Sending his first ever tweet earlier today, Osborne hinted that he would be backing hard-working Britons with commentators expecting him to increase the personal tax-free allowance and can a rise in fuel duty which had been planned for September.
Both measures are designed to help boost consumer confidence, which will be welcomed by hotels restaurants and pubs which rely on consumer spending.
However, the Chancellor is also expected to report that the independent Office for Budget Responsibility (OBR) has once again downgraded growth forecasts increasing the prospect of a triple dip recession. Coupled with high inflation, these negative growth outlooks are likely to put further pressure on consumer spending and business investment which, it is hoped, will lead any economic recovery.
The hospitality industry will be hoping for further measures to help businesses such as cuts in corporation tax (which was cut last year to 21 per cent) or business rates.
“This is a defining week for the Chancellor,” said Alex Jackman, head of policy at The Forum of Private Business (FPB). "Budgets are never an event to fly under the radar but this one is significant.
“Business rates and fuel head the list of businesses biggest costs and some longer term certainty – rather than incremental postponements – over both of those would help enormously. On fuel we would love to see the Government get serious on fuel duty, not with just another postponement, but an outright cut to put money back in to the pocket of consumers," Jackman added.
The FPB is also hoping for cuts in business rates and more support to the Funding for Lending Scheme (FLS) which is designed to help increase availability of loans to small and medium sized businesses (SMEs).
VAT and alcohol duty
The British Hospitality Association (BHA), would welcome a cut in VAT for the hospitality and tourism industries but, as the previous Hospitality Minister told BigHospitality, a number of sectors are calling for a cut below the 20 per cent level for their businesses.

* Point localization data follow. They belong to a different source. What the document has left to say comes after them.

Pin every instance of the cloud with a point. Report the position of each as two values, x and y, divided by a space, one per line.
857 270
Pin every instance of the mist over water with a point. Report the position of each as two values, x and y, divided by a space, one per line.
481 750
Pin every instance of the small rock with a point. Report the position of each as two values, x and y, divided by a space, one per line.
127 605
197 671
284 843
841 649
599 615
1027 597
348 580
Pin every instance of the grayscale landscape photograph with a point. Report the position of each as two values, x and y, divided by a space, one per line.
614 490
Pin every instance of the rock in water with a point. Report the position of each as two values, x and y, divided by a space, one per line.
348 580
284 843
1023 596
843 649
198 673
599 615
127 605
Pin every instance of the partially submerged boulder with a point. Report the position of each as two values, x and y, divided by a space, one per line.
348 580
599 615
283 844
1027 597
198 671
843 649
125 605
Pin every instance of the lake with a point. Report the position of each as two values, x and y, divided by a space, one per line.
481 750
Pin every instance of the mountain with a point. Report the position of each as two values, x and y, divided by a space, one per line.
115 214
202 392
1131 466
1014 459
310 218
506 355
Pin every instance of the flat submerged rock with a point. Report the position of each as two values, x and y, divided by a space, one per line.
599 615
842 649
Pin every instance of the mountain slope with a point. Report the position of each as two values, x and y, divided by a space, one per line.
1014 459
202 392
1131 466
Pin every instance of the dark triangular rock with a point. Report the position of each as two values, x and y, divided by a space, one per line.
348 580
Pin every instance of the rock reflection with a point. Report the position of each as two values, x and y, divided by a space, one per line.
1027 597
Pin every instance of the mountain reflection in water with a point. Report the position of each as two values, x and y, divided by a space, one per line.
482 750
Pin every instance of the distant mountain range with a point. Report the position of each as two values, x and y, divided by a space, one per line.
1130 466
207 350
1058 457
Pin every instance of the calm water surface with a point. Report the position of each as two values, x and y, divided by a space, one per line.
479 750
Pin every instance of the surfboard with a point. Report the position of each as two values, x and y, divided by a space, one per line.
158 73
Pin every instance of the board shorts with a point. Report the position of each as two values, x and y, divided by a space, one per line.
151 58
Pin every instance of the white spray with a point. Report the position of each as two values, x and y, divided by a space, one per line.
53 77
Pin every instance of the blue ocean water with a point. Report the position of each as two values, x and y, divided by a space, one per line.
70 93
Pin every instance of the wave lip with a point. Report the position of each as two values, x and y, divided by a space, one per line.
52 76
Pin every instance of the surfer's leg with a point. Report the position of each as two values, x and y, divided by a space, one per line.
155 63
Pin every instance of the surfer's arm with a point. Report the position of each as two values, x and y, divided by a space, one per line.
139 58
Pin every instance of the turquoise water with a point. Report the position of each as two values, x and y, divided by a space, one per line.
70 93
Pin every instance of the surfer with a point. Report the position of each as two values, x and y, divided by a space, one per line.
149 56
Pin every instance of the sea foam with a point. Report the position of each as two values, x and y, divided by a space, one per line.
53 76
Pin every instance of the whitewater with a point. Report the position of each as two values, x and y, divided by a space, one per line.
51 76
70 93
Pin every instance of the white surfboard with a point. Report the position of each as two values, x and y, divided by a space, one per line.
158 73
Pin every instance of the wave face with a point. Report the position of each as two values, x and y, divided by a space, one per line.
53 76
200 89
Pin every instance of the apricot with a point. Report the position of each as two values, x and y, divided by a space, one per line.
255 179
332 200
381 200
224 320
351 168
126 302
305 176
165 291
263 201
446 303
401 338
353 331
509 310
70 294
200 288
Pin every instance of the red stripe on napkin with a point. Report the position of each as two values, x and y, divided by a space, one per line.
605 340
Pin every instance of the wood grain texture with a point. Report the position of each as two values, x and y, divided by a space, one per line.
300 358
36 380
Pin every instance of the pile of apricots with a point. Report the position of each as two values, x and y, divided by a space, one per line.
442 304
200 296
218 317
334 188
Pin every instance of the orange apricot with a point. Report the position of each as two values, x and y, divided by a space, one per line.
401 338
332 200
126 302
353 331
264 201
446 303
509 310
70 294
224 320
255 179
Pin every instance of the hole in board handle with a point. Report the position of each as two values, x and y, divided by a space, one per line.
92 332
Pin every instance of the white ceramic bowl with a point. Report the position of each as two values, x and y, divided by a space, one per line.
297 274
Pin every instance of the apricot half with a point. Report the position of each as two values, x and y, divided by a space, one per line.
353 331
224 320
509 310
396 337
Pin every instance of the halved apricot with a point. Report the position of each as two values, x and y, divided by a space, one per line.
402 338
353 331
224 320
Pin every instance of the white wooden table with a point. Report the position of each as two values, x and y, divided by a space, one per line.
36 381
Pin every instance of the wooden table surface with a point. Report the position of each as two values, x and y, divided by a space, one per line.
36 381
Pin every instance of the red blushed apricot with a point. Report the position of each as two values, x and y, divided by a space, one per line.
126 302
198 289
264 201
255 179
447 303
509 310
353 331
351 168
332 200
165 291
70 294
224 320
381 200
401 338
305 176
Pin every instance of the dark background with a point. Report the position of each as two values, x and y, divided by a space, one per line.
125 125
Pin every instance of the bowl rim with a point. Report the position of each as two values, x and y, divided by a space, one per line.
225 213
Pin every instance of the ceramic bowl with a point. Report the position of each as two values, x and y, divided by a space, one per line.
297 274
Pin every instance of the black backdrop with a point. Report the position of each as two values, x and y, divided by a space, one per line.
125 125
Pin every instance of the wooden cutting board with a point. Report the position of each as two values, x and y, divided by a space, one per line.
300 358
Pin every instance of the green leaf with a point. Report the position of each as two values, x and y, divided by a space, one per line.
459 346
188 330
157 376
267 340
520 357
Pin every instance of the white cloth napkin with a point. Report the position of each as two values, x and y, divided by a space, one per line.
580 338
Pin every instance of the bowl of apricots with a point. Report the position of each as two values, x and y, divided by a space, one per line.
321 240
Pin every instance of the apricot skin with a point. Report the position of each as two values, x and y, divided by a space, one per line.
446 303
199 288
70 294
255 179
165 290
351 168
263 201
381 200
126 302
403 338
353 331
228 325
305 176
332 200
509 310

The Chancellor would be hard-pressed to cut VAT for the hospitality industry and not others.
Following last year's fiasco surrounding the so-called Pasty Tax, there are signs the Government will budge on another unpopular measure of taxation - alcohol. Political commentators are predicting the Chancellor will cancel a planned 6p increase in beer duty and abolish the controversial escalator.
If the predictions prove correct, the removal will be welcomed by industry bodies including the British Beer and Pub Association (BBPA) and the Association of Licensed Multiple Retailers (ALMR).

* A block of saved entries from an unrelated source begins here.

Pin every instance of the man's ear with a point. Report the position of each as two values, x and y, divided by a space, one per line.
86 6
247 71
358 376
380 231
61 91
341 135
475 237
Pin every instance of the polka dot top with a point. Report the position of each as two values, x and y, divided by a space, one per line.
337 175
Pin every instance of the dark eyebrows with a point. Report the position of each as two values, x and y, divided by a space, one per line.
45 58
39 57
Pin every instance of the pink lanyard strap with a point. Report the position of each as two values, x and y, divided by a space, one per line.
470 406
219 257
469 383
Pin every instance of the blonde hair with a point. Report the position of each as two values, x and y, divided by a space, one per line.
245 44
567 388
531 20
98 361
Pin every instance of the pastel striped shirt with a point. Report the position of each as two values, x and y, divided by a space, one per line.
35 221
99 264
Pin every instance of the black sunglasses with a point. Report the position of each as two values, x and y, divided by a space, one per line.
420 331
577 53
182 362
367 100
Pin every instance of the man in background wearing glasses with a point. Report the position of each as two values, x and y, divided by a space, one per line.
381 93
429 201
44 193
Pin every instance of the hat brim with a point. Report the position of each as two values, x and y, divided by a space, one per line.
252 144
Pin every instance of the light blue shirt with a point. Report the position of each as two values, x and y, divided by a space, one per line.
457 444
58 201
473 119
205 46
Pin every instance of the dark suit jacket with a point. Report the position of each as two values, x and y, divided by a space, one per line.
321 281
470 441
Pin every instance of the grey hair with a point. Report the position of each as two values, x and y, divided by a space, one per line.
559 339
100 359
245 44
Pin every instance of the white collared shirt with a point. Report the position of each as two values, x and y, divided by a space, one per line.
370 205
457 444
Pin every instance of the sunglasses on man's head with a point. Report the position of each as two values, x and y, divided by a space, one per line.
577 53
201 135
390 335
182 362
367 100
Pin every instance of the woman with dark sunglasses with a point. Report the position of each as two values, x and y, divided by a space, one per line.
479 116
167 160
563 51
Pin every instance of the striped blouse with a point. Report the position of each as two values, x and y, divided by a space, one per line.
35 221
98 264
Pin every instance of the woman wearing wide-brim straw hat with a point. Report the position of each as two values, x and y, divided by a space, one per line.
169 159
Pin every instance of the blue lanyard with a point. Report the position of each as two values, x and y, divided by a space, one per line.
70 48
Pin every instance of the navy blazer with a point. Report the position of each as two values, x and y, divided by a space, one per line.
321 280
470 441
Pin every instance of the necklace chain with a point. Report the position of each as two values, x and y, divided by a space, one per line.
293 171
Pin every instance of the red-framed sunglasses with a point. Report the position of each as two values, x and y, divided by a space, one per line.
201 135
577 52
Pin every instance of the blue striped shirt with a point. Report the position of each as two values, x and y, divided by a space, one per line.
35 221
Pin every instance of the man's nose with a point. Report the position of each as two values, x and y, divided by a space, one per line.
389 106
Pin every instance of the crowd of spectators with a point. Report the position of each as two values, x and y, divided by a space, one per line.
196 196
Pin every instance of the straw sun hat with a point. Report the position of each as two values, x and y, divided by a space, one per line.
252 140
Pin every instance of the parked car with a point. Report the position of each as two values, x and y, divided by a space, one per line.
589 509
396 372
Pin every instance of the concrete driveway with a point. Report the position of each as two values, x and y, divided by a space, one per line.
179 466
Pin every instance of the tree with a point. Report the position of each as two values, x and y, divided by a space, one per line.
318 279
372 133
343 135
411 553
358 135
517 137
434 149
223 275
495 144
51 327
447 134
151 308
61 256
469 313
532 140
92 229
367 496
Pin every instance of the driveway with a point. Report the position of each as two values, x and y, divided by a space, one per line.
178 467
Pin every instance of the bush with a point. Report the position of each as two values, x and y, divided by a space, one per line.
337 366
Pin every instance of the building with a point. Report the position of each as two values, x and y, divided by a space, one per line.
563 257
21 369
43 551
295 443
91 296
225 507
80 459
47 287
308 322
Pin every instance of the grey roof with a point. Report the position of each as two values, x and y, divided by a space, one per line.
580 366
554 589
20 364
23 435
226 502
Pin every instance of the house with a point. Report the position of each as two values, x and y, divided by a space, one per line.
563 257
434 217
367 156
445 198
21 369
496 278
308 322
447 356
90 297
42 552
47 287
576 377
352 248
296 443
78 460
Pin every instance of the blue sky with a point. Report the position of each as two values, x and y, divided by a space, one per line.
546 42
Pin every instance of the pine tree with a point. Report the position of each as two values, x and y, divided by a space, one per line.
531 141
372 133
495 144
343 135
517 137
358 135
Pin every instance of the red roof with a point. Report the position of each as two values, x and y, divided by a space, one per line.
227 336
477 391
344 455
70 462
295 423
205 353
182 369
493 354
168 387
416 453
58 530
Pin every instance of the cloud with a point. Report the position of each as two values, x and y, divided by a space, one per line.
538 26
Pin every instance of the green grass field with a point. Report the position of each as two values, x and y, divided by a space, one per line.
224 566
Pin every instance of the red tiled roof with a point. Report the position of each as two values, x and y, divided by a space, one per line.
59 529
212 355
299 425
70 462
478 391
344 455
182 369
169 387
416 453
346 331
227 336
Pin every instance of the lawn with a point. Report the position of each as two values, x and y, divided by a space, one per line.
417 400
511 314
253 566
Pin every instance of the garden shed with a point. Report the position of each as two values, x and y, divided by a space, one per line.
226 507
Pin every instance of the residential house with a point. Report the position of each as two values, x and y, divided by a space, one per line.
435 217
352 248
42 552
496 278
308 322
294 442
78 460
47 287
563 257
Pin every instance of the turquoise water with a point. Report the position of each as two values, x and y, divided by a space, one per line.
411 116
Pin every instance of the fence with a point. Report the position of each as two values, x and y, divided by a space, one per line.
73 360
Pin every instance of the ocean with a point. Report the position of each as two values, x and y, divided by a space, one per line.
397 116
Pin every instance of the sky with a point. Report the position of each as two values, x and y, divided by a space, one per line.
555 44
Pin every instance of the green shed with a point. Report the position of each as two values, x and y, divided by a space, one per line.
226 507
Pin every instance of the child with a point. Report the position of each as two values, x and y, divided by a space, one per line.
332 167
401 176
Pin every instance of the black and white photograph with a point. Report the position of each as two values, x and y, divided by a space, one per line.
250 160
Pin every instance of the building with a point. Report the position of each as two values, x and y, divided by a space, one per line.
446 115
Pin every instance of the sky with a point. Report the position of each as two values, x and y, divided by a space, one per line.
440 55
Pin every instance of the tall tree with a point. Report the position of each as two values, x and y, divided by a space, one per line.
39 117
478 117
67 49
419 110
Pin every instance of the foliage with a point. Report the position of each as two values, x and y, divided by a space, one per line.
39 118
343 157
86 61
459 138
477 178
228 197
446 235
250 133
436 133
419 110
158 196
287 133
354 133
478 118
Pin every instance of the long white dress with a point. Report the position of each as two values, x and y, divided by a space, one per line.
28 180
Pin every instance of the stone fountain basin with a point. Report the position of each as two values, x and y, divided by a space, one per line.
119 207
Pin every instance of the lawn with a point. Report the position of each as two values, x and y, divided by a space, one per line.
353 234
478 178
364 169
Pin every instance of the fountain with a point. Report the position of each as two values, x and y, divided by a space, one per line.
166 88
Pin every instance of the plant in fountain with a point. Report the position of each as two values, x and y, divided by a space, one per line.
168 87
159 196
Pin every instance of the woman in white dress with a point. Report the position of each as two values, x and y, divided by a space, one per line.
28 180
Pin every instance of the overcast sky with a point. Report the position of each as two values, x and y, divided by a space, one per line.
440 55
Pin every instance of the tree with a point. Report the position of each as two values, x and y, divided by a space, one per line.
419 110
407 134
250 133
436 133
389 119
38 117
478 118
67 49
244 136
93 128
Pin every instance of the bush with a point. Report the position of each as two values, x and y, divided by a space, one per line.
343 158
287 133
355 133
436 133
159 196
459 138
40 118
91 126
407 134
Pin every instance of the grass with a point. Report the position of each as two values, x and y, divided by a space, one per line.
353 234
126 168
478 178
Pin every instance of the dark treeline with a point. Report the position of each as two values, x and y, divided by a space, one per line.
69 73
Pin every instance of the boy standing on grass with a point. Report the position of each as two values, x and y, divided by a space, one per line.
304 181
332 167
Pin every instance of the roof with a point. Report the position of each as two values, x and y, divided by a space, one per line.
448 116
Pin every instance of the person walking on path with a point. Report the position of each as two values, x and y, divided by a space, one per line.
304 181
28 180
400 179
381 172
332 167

“Tax policy remains the single biggest barrier to growth in our sector," said Kate Nicholls, strategic affairs director for the ALMR.

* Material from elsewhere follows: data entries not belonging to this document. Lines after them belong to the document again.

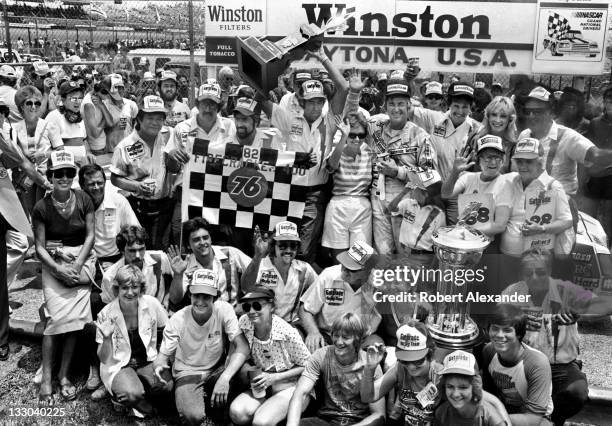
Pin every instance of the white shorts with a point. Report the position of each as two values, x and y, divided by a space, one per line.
347 219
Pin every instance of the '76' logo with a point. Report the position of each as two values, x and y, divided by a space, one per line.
247 187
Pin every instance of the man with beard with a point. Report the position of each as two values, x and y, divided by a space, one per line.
206 124
168 90
275 267
227 262
564 148
339 289
155 265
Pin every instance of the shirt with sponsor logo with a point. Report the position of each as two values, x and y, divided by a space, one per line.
564 149
512 239
286 293
447 140
135 160
330 297
197 349
524 387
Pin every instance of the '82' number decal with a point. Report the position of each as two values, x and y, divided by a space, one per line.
247 187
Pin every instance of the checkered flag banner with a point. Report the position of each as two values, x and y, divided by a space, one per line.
240 186
558 26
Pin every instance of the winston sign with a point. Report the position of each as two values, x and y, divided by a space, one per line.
470 36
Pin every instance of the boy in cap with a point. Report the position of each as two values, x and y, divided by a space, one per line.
338 289
168 90
138 166
122 111
197 337
206 124
274 266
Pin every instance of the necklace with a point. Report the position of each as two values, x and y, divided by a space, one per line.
62 206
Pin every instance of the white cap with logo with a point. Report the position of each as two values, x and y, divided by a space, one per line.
459 362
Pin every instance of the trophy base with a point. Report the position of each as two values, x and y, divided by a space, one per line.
465 339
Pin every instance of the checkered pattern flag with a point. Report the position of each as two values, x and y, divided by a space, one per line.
228 185
558 26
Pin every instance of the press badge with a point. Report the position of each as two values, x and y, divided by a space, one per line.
427 395
439 131
135 151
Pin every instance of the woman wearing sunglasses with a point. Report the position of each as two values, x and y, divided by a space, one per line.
63 224
278 351
414 377
67 122
33 136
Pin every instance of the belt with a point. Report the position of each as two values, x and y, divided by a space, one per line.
417 251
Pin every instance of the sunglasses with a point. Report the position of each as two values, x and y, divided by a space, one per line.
285 245
61 173
416 363
257 306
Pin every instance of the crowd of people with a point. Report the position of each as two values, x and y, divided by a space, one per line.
258 326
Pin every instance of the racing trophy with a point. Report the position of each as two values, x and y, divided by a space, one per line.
458 249
261 61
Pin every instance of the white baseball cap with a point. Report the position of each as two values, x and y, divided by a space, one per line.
286 231
356 257
411 342
490 141
459 362
204 281
529 149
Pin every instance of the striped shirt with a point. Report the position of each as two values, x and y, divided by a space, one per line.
354 175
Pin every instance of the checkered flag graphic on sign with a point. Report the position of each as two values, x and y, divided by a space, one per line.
558 26
221 185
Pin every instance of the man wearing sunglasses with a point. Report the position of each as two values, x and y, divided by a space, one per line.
564 148
553 307
275 267
198 337
337 290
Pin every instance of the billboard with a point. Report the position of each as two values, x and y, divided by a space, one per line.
461 36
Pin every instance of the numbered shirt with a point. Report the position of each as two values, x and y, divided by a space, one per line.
561 296
447 140
478 199
135 160
330 297
564 149
176 112
114 213
512 242
198 348
151 316
286 294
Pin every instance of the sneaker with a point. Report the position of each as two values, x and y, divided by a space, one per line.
100 394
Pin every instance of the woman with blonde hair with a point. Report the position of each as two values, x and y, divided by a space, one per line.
499 120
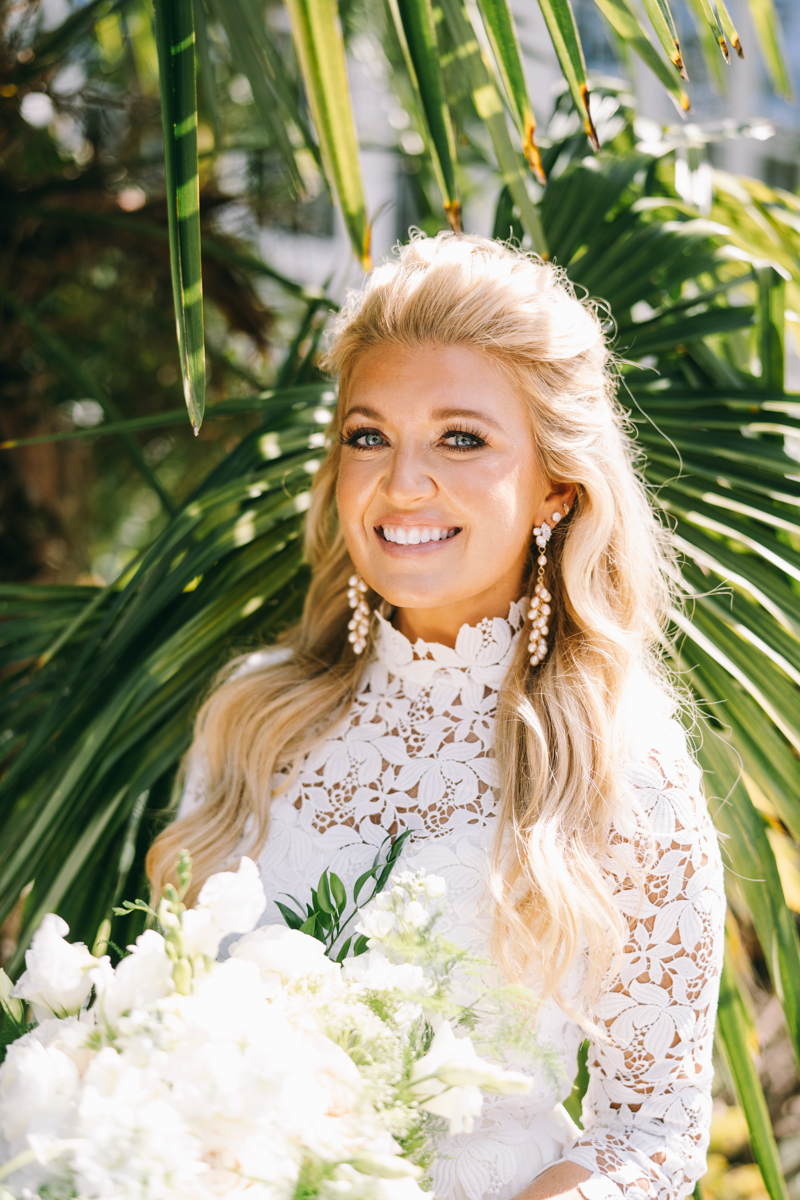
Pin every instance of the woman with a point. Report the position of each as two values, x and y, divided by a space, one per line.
479 459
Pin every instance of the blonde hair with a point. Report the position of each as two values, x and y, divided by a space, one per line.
560 731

"Since the beer duty escalator took effect, pub taxes are up 21 per cent - the average pub now pays just under half of its turnover in taxes of one sort or another - and operating costs arising from legislation are up 13 per cent. But our record in job creation is down – from 1 in 5 of all new jobs created to 1 in 8.
"The Chancellor has a unique opportunity to deliver jobs and growth in a vibrant, dynamic industry – let’s hope he is brave enough to take it," she added.
However the abolition of the escalator for beer could come at the cost of duty on other drinks with high alcoholic content such as cider and wine.